Publication year - 2014
Publication title -
diabetes, obesity and metabolism
Language(s) - English
Resource type - Journals
SCImago Journal Rank - 2.445
H-Index - 128
eISSN - 1463-1326
pISSN - 1462-8902
DOI - 10.1111/dom.12176
Subject(s) - alogliptin , sitagliptin , saxagliptin , medicine , pancreatitis , odds ratio , randomized controlled trial , vildagliptin , linagliptin , meta analysis , relative risk , dipeptidyl peptidase 4 inhibitor , placebo , confidence interval , diabetes mellitus , type 2 diabetes , endocrinology , insulin , pathology , metformin , alternative medicine
Aim Some observational studies reporting an increased risk of pancreatitis in association with Dipeptidyl Peptidase‐4 inhibitors ( DPP4i ) have raised concerns on the overall safety of this class.
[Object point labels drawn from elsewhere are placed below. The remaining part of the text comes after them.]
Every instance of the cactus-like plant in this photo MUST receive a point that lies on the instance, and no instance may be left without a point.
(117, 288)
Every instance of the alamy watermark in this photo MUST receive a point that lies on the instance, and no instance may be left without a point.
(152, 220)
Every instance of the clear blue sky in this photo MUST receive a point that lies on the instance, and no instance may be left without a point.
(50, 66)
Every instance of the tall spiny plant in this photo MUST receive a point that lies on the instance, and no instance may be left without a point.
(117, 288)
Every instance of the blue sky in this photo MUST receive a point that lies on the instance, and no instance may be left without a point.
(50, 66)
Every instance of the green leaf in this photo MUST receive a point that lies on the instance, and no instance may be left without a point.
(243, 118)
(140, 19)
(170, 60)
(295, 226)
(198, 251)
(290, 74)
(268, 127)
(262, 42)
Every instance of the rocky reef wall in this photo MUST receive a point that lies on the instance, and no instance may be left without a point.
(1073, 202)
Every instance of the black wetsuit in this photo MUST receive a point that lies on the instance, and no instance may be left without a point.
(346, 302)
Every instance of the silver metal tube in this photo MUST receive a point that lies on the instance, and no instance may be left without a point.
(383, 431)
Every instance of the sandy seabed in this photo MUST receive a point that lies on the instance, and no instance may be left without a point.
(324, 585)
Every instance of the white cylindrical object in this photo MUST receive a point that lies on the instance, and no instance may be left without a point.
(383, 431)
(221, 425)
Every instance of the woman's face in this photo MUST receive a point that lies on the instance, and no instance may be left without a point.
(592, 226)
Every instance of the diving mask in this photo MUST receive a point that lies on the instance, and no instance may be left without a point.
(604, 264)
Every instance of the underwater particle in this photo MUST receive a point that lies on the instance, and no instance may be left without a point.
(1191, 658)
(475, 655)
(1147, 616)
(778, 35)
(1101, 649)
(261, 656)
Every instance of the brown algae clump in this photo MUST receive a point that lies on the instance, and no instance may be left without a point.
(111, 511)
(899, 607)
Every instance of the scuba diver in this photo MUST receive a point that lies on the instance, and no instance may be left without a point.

Aim of the present meta‐analysis is the systematic collection of information on pancreatitis in randomized clinical trials with DPP4i . Methods Data Sources: an extensive Medline, Embase and Cochrane Database search for ‘vildagliptin’, ‘sitagliptin’, ‘saxagliptin’, ‘alogliptin’, ‘linagliptin’ and ‘dutogliptin’ was performed up to 1 March 2013. Study Selection: studies were included if they satisfied the following criteria: (i) randomized trials, (ii) duration ≥12 weeks, (iii) on type 2 diabetes and (iv) comparison of DPP4i with placebo or active drugs. The identification and the selection of studies, and the subsequent data extraction were performed independently by two authors. Mantel‐Haenszel odds ratio with 95% Confidence Interval ( MH‐OR ) was calculated for all the adverse events defined below. The principal outcome was the effect of DPP4i on the incidence of pancreatitis. Results A total of 134 eligible trials were identified. The overall risk of pancreatitis and pancreatic cancer was not different between DPP4i and comparators ( MH‐OR : 0.93[0.51–1.69]; p = 0.82). Conclusions It should be recognized that the number of observed cases of incident pancreatitis is small and the confidence intervals of risk estimates are wide. However, the present meta‐analysis do not suggest any increase in the risk of pancreatitis with DPP4i .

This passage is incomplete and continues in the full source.